Thanks to Serkan Yolcu for the heads-up!
The Iraq judiciary has made great strides in its capacity and independence since the fall of the Saddam regime, as demonstrated by brave and politically unpopular decisions made in the name of fair and impartial adjudication. In 2008 the Iraq Supreme Court vacated the Council of Representative’s decision to strip a parliamentarian’s immunity so he could be prosecuted for traveling to Israel. In so doing the court held that a 1950’s law making travel to Israel illegal violated the Constitution’s freedom of movement. In 2009 the Supreme Court overturned the de-baathification (and subsequent disqualification from office) of the President of the Iraqi Bar Association. In its brave and unpopular decision, the Supreme Court determined that de-baathification only applied to public posts and that the Bar Association, as a non-governmental entity, did not qualify. The previously de-baathified individual was allowed to resume his position.
It was hoped that these decisions were indicators of the type of judiciary Iraqi courts were becoming — independent, fair and impartial, and grounded in sound legal reasoning – and gave hope that the judiciary could play a pivotal role in the development of the rule of law in Iraq. Unfortunately, a recent decision involving the March parliamentary elections gives cause for concern.

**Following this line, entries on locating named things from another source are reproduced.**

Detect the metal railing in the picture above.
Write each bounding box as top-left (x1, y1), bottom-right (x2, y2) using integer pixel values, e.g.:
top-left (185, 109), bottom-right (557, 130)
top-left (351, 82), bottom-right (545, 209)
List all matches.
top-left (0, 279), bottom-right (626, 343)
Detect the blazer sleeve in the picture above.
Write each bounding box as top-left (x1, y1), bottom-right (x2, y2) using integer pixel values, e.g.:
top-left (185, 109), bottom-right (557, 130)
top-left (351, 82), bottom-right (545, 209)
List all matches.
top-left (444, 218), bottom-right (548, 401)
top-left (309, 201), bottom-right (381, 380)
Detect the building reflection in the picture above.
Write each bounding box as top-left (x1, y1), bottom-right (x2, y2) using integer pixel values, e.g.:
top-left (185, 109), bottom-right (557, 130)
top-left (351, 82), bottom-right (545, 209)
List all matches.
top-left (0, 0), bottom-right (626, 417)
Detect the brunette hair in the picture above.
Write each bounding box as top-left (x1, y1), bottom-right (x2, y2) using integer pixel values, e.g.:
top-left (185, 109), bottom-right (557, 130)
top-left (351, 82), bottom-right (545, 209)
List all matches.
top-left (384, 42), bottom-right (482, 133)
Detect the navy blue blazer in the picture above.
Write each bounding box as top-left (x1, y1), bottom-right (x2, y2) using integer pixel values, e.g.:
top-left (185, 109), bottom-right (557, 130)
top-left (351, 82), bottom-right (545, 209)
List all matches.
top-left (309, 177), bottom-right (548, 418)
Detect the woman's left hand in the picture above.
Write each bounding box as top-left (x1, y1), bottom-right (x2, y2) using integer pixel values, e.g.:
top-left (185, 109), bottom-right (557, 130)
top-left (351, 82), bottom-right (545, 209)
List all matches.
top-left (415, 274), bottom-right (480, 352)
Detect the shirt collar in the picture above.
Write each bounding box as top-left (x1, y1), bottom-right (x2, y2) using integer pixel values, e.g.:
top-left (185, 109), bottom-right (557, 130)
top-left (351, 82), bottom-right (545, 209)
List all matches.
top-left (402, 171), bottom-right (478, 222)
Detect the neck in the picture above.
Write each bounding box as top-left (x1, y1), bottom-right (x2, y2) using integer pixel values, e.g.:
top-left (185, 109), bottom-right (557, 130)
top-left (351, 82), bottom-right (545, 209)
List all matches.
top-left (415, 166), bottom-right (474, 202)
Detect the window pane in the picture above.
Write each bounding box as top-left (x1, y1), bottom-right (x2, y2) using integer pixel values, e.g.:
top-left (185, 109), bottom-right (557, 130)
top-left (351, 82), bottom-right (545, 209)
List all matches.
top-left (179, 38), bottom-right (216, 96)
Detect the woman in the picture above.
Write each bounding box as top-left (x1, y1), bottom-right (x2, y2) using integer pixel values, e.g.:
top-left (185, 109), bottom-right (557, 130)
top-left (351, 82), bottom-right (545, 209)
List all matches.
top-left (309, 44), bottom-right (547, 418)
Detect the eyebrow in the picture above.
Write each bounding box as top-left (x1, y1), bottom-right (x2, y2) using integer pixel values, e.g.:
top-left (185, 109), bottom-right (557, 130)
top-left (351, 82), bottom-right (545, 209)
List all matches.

In the wake of Iraqiyya’s (led by Ayad Allawi) victory over the State of Law Party (led by Prime Minister Maliki) – Iraqiyya won two more seats than State of Law – the Prime Minister has looked to the courts to secure his chances of retaining his post. Article 76 of the Iraq Constitution calls for the President to “charge the nominee of the largest Council of Representatives bloc with the formation of the council of Ministers.” In 2006 there was no uncertainty over the meaning of this provision – the United Iraqi Alliance, a coalition (formed before the election) of Shia parties, had the largest number of seats in Parliament and was charged with forming a government.
Arguing that the word “bloc” is ambiguous (the Constitution does not specify whether “bloc” refers to pre or post-election groups and the word itself can mean large or small coalitions), Maliki asked the Supreme Court to interpret Article 76 so that “largest Council of Representatives bloc” would be defined in terms of post-election coalitions that come together to form a government — giving Maliki the chance to reach agreement with other parties in order to create the “largest bloc” and therefore first crack at forming a government. In a disappointing reversal of the earlier (and more democratically principled) understanding of Article 76, the Supreme Court adopted Maliki’s reading of Article 76.
The Iraqi judiciary’s development over the past seven years is admirable and should be the envy of most other Arab judiciaries. One might even be tempted to give it a pass given the high stakes surrounding these elections – clearly emerging courts must pick their battles carefully, asserting too much strength and independence too soon could have long-lasting negative consequences. Still, one has to be disappointed with a decision that seems to favor the political establishment over the rule of law.